New Payment Technologies: Worth a 2nd Look

Live from BAI Retail Delivery : New Payment Technologies: Worth a 2nd Look

With the payments world undergoing a rapid transition to electronic transactions, banks need to reexamine the benefits and risks of innovative options that they had once dismissed as too “leading-edge,” speakers said in Wednesday’s panel discussion entitled “A Payments Wake Up Call.”

“It is clear that innovative payment tools will be important in the near future and banks need to reckon with them as we try to differentiate ourselves and stand out from the crowd,” said Wayne N. Malone, senior vice president of transaction innovation for New York City-based Citibank.

The panelists’ list of innovative technologies worth watching included:

1. cross-border remittance cards

2. contactless payment cards

3. micropayments

4. health care cards

5. bank loyalty programs that use databases to store points that customers accumulate when they make certain transactions or purchase new bank products

6. payroll cards

Steve Mott, principal of Stamford, Conn.-based BetterBuyDesign, said consumers and business customers will soon demand many of these new payments options. “It’s all about transacting now, friction-free, whenever the customer wants to.
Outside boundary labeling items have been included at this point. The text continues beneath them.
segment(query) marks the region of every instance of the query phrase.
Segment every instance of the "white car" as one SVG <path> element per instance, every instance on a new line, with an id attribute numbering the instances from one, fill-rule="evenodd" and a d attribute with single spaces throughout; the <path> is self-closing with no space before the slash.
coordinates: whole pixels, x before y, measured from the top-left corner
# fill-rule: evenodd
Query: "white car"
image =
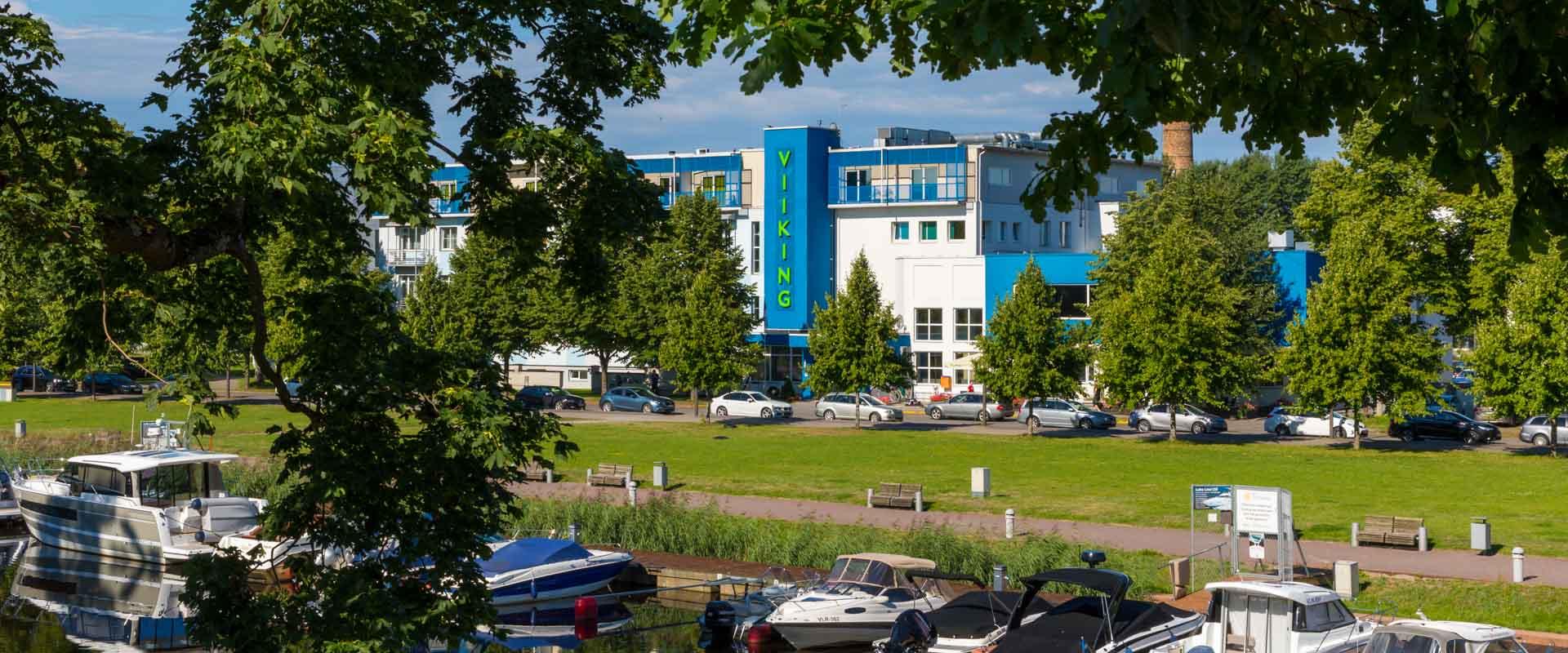
<path id="1" fill-rule="evenodd" d="M 1284 437 L 1284 435 L 1319 435 L 1319 437 L 1350 437 L 1353 434 L 1350 423 L 1355 421 L 1341 412 L 1330 413 L 1312 413 L 1295 409 L 1287 409 L 1284 406 L 1273 409 L 1269 418 L 1264 420 L 1264 431 Z M 1361 431 L 1361 437 L 1367 437 L 1367 424 L 1356 424 Z"/>
<path id="2" fill-rule="evenodd" d="M 707 409 L 718 417 L 790 417 L 795 409 L 754 390 L 737 390 L 715 396 Z"/>

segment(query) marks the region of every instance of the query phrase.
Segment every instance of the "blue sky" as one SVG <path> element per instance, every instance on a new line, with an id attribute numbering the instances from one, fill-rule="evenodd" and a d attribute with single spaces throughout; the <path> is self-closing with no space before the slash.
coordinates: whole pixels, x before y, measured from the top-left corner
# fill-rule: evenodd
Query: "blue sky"
<path id="1" fill-rule="evenodd" d="M 188 0 L 11 2 L 13 11 L 38 13 L 55 30 L 66 56 L 53 74 L 61 94 L 103 103 L 132 128 L 168 124 L 157 110 L 138 105 L 149 91 L 157 91 L 152 78 L 165 69 L 165 58 L 185 33 Z M 1036 132 L 1051 113 L 1090 105 L 1073 80 L 1029 67 L 942 81 L 925 72 L 900 78 L 884 56 L 872 56 L 834 67 L 831 77 L 815 74 L 798 88 L 771 86 L 756 96 L 739 91 L 739 64 L 728 61 L 699 69 L 671 67 L 657 102 L 613 105 L 605 113 L 602 138 L 632 153 L 732 149 L 760 146 L 764 125 L 820 121 L 837 122 L 844 127 L 844 143 L 856 146 L 870 144 L 875 128 L 884 125 L 955 133 Z M 455 144 L 459 119 L 447 116 L 441 105 L 437 114 L 442 139 Z M 1223 133 L 1218 125 L 1200 133 L 1193 149 L 1200 160 L 1247 152 L 1239 136 Z M 1333 157 L 1334 141 L 1308 141 L 1308 155 Z"/>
Those financial institutions that haven’t figured out how to master this transition will find their best customers — whether they be consumers or corporations – moving to new providers,” Mott said.

Andrew Dresner, vice president of New York City-based First Manhattan Consulting Group, said banks need to examine the risks and expenses associated with each new technology to determine which offers the most potential for their organizations. He said some options may be too costly to implement due to insufficient value of the transactions for which the payment options are intended.

Yet such is the magnitude of the potential in electronic payment options that banks are well advised to at least give them a second look, the panelists agreed. Jay Norman, managing director for North America for Chicago-based DiamondCluster pointed to studies showing that payment-related revenue accounts for 30% to 40% of all the revenue received by the top U.S. banks, worth about $70 billion annually.

Norman also noted that electronic payments transactions are growing rapidly, with the number expected to rise from 112 billion in 2000 to more than 150 billion by 2010. “Not every bank can be a market leader across the payment value chain, so banks must make strategic choices,” Norman said.